L’une des grandes aventures de l’enfance consiste à creuser un trou en espérant déboucher un jour en Chine. Ou en Amérique, si l’on grandit côté chinois. Avec l’âge, on comprend vite que même en possédant l’endurance nécessaire pour forer jusqu’à 7 950 miles de profondeur, selon l’endroit où l’on se trouve, l’exercice deviendrait de plus en plus difficile à mesure que l’on se rapprocherait du noyau terrestre — jusqu’à devenir tout simplement impossible en raison de la chaleur. La Terre n’est pas faite de terre du sol au centre : la croûte, composée de roche et de sol, ne descend qu’à environ 19 miles. En dessous, on trouve quatre autres couches — le manteau supérieur, le manteau inférieur, le noyau externe et le noyau interne — où les températures deviennent rapidement extrêmes. Même la croûte peut déjà être très chaude par endroits, atteignant jusqu’à 1 600 degrés à l’approche du manteau.
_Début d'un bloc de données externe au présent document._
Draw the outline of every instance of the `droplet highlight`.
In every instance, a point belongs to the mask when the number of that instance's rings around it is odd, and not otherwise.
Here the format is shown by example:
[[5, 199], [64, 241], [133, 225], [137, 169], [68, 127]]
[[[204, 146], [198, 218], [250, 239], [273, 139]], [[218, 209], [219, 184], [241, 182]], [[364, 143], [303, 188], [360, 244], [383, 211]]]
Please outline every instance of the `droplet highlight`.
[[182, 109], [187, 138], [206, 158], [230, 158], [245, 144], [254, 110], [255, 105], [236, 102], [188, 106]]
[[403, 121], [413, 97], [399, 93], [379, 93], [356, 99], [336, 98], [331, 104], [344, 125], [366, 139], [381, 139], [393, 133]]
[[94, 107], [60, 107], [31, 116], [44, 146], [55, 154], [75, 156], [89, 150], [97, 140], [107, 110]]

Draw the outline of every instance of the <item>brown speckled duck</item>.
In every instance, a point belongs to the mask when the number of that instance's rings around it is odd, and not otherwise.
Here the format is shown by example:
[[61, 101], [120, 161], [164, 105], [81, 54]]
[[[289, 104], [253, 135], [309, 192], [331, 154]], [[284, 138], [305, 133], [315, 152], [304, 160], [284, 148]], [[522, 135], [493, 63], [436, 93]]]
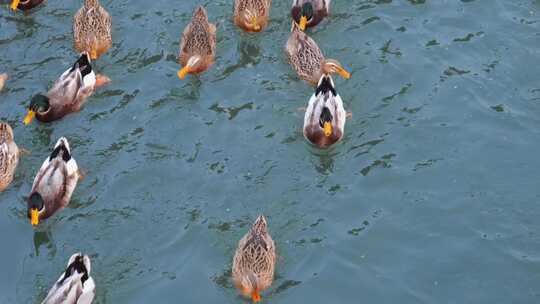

Mais pourquoi fait-il encore si chaud à l’intérieur de la Terre après des milliards d’années ? Selon Scientific American, la formation d’une planète produit une quantité considérable de chaleur — environ 18 000 degrés Fahrenheit — et il faut un temps immense pour que cette énergie se dissipe à travers toutes les couches de matière. La Terre a donc conservé l’essentiel de sa chaleur primordiale, héritée de ses origines. À cela s’ajoute un autre mécanisme : les matériaux lourds, comme le fer, s’enfoncent vers le centre de la planète en générant une chaleur de friction au passage, pouvant atteindre 3 000 degrés Fahrenheit. Une partie de la température du noyau terrestre provient aussi de la désintégration de matières radioactives, même si la contribution exacte de ce phénomène reste difficile à mesurer.
En pratique, les couches externes de la Terre jouent le rôle d’une couverture isolante : elles retiennent une grande partie de cette chaleur interne et l’empêchent de s’échapper trop vite. Résultat, le noyau terrestre devrait rester brûlant pendant encore très, très longtemps. En résumé, mieux vaut éviter de creuser un tunnel vers la Chine — ou vers l’Amérique — dans un avenir proche.